The good news: Enter On Becoming Babywise. After spending Father's Day evening at my parents house with a fussy, crying baby, my brother's girlfriend happened to mention this book. I cannot stress enough how much this saved the day. It is a God send. Rather than allowing our lives to be infant led, our lives are now parent led. Novel idea. This book teaches practices that cause the entire family to live in harmony. In short, the baby's life becomes routine: eat, wake and sleep. In that order. Believe it or not, this routine promotes nighttime sleep. No more looking to the baby to dictate what the parent does. As parents, we create a flexible schedule which allows us to meet his needs and keep our sanity at the same time. At his age, Jack now eats every three hours, then is awake, and naps for the last hour and a half. To be honest, this is only day two of using the system and there is SIGNIFICANT change. Before, Jack was not napping during the day (maybe only 20 minutes here and there) and was cranky at night. Now, he naps in his crib regularly. He NEVER napped in the crib before. Does he cry when I put him down? Yes, he does. But not for long. Is it easy to listen to. No it's not. But knowing that this is for his own good makes it easier. Soon, he will go down for a nap with no problem. As an infant, he does not know when he needs to sleep and although he may know when he is hungry, he doesn't know how to regulate his metabolism.

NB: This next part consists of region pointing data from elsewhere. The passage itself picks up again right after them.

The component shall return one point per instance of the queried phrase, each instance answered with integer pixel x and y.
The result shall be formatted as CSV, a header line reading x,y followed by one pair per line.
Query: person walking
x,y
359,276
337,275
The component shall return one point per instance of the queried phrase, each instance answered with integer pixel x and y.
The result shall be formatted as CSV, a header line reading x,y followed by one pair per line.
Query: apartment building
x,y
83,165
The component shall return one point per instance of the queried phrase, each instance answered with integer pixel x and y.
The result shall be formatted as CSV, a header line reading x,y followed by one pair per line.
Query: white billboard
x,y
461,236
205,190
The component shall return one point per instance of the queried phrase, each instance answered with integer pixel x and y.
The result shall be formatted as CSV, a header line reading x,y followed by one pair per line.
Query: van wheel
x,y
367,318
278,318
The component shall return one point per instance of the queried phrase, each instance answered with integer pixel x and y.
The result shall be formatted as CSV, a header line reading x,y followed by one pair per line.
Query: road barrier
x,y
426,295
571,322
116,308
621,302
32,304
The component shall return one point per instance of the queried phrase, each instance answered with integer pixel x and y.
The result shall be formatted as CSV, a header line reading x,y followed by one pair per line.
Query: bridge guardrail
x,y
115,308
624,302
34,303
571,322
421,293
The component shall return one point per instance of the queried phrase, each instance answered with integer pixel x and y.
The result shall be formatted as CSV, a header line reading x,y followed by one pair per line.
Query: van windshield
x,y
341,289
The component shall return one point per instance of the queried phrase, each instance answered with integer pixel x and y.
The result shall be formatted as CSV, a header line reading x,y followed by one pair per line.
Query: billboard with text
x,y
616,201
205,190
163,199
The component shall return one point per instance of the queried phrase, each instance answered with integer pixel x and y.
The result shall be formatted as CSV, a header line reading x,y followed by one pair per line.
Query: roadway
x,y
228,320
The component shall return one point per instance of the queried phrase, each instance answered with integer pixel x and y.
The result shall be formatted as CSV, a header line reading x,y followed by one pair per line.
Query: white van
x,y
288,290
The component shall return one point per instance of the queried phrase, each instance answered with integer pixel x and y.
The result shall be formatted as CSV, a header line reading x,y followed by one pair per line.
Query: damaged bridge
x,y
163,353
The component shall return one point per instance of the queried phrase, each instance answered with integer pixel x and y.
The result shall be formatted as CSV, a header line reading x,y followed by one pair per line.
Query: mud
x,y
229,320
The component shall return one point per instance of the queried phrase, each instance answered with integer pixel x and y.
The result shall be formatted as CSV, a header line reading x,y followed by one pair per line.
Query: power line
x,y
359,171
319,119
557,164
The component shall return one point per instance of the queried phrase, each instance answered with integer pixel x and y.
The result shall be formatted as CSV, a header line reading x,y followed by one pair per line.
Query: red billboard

The end result is this: We are training our child to be able to sleep on his own and not be dependent on mom, dad, the swing, the car, or anything else in order to fall asleep. Since we are regulating his eating, we know he is getting the proper nutrition. Since we are regulating his naps, we know he is getting proper sleep. In the two days that we have been practicing this, he has not had his evening fussy time. And one of the best results is that the eat/wake/sleep cycle promotes his ability to sleep through the night. Eighty percent of parents who follow the Babywise methods have infants who sleep through the night (7-8 hours) by the time they are 8 weeks old. Jack is nine weeks and he is sleeping 9 hours at night. My advice to any new or expectant parent is to get a copy of On Becoming Babywise and read up.